Quelle image donnons nous à la jeunesse en utilisant des procédés de victoires faciles face à un adversaire dans l'incapacité de se défendre ? Ne trouvons-nous pas dans cette attitude, les ferments des incivilités, voir pire que l'on rencontre sur les terrains de football ?
« A vaincre sans péril on triomphe sans gloire »
Pour conclure, deux réflexions ;
La première tient en l'entretien des terrains. Si une organisation sportive veut prendre la maitrise des équipements sportifs, alors elle en devient propriétaire et en assume l'entretien. Ou alors, le maire pourrait exiger de la part des fédérations qui décident des matches, des assurances qui couvrent les dégâts éventuellement subits aux équipement avec état des lieux à l'appui... Bref toute formule qui garantisse les municipalités devant des détériorations du bien public par un tiers.
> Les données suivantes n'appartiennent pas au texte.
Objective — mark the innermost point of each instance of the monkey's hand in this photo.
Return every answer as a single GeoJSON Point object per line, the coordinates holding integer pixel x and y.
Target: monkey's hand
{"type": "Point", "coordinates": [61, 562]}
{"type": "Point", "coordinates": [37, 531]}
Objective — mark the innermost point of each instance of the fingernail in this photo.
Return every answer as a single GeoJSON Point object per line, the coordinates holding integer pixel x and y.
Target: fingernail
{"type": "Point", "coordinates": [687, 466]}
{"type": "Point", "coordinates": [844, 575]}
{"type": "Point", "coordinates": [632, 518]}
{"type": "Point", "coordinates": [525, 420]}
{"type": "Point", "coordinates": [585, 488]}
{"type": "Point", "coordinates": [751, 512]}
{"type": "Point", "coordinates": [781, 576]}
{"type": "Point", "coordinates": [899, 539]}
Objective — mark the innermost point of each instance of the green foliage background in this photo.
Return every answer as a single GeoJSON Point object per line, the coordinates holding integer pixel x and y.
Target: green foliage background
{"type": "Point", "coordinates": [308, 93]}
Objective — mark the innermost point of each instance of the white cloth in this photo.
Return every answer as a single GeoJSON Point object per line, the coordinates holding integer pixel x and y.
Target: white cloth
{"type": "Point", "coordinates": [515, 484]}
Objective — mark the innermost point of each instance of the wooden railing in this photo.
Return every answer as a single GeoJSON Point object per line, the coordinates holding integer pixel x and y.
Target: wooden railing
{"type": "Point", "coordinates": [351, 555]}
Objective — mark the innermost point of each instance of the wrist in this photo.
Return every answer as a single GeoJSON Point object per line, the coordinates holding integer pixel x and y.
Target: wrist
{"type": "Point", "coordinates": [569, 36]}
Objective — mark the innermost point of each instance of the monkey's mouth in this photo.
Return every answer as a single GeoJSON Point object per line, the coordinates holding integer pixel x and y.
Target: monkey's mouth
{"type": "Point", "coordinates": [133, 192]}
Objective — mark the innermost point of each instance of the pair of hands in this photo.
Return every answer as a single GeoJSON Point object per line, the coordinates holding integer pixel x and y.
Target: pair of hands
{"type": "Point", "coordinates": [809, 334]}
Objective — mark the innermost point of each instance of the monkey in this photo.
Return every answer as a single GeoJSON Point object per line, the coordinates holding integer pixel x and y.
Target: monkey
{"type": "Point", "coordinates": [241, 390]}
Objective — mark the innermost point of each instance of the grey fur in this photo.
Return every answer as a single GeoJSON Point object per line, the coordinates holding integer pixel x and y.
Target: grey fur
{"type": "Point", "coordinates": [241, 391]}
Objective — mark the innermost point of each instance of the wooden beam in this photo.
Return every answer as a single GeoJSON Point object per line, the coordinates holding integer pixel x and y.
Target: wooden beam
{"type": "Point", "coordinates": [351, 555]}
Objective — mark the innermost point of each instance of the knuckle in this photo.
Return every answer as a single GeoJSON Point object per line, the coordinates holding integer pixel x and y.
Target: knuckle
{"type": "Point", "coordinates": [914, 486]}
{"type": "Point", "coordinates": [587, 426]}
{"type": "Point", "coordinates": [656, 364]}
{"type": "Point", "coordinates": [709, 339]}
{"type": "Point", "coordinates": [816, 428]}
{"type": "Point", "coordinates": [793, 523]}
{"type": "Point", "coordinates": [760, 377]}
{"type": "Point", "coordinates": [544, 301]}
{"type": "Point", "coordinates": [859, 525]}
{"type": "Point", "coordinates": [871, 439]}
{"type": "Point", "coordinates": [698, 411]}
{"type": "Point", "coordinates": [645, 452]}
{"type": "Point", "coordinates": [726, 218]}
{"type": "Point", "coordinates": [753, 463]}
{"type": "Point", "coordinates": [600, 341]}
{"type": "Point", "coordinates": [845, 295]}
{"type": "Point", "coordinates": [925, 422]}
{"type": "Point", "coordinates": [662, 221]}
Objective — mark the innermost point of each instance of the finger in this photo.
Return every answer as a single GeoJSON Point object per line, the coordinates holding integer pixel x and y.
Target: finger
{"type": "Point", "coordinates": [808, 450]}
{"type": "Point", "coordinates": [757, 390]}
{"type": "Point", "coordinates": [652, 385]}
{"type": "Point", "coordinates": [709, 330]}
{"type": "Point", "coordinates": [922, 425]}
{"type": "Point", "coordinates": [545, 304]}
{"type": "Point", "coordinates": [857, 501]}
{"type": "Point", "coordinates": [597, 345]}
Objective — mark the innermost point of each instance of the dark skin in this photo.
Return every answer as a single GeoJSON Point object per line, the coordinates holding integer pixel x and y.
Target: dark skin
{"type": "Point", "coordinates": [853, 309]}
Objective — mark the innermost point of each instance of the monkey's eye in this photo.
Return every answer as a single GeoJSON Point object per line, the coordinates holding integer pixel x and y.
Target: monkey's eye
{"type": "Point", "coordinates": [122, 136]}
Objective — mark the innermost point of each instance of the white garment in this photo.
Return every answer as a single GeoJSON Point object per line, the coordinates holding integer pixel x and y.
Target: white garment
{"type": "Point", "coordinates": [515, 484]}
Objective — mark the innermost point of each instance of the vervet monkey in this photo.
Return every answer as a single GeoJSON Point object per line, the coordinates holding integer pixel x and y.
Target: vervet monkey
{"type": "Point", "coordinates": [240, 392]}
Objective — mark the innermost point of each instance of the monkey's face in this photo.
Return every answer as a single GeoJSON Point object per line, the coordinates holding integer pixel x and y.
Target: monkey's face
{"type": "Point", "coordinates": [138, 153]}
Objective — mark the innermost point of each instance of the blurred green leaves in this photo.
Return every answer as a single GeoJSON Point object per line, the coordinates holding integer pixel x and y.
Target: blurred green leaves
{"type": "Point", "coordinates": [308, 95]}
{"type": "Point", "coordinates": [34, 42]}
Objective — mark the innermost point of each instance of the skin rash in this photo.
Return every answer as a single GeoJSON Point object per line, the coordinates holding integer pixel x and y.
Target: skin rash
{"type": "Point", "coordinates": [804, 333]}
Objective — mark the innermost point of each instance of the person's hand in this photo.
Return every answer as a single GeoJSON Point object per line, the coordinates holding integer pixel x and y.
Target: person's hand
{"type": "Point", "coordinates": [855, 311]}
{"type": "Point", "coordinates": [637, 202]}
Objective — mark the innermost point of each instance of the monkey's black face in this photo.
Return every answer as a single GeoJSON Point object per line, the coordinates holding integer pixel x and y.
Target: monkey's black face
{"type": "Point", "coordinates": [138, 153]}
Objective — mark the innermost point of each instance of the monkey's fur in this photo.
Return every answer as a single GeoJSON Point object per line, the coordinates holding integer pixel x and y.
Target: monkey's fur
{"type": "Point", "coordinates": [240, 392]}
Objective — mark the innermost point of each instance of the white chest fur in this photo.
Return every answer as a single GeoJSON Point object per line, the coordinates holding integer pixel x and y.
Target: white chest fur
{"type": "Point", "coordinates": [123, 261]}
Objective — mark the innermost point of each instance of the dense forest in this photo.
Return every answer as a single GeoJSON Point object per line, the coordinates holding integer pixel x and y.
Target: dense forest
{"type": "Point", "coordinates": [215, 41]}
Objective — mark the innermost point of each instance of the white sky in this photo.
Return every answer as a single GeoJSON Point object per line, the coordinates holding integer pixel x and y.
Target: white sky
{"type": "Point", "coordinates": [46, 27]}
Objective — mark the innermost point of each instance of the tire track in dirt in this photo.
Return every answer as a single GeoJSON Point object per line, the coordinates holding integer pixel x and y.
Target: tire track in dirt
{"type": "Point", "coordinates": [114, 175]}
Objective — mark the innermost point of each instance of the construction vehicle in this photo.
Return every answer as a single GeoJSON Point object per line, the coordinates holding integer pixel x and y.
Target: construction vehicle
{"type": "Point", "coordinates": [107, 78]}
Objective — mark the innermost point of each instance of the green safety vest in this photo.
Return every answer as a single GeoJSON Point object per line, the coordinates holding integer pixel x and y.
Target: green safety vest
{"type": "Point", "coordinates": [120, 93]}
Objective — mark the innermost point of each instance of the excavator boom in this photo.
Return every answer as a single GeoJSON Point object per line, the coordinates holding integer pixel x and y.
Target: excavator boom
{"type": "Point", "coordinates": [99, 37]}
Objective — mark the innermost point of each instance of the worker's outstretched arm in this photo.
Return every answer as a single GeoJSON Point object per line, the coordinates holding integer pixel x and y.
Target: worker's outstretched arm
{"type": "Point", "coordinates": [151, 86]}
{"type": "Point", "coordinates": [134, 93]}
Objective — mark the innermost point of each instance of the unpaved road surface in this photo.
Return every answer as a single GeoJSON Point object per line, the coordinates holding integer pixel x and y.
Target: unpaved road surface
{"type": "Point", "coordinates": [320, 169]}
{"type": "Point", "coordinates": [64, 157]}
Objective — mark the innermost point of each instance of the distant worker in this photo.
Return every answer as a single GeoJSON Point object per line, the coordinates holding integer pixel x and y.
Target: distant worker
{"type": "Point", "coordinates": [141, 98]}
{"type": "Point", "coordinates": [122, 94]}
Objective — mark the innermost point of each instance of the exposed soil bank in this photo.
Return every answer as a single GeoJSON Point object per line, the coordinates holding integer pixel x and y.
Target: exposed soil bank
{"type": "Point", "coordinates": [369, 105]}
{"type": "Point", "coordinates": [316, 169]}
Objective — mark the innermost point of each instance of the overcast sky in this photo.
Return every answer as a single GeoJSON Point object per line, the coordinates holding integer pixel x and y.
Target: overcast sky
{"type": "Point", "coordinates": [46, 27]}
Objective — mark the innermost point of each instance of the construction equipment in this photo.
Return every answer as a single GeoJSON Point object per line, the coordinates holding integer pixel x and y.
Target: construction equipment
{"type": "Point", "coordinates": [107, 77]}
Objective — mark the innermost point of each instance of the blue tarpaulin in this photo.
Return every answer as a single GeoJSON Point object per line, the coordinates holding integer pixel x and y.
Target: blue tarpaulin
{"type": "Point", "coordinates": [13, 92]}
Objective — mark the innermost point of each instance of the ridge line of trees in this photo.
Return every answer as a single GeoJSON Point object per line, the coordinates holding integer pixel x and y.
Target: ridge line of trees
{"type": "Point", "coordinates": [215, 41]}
La seconde réflexion porte sur l'intérêt du sport pour notre municipalité. La confrontation sportive est utile pour mesurer les progrès des équipes. Mais l'essentiel tient dans l'esprit éducatif vis à vis de la jeunesse, l'esprit de cohésion sociale, l'envie de se retrouver ensemble pour un but et une passion partagée, la reconnaissance des bénévoles qui s'occupent gratuitement des jeunes, parfois même en sacrifiant une partie de leur revenus ou du temps de loisir... voilà le principal. Et l'on voudrait opposer à cette belle aventure des agissements imbéciles qui détériorent encore un peu l'image du football ? Navrant.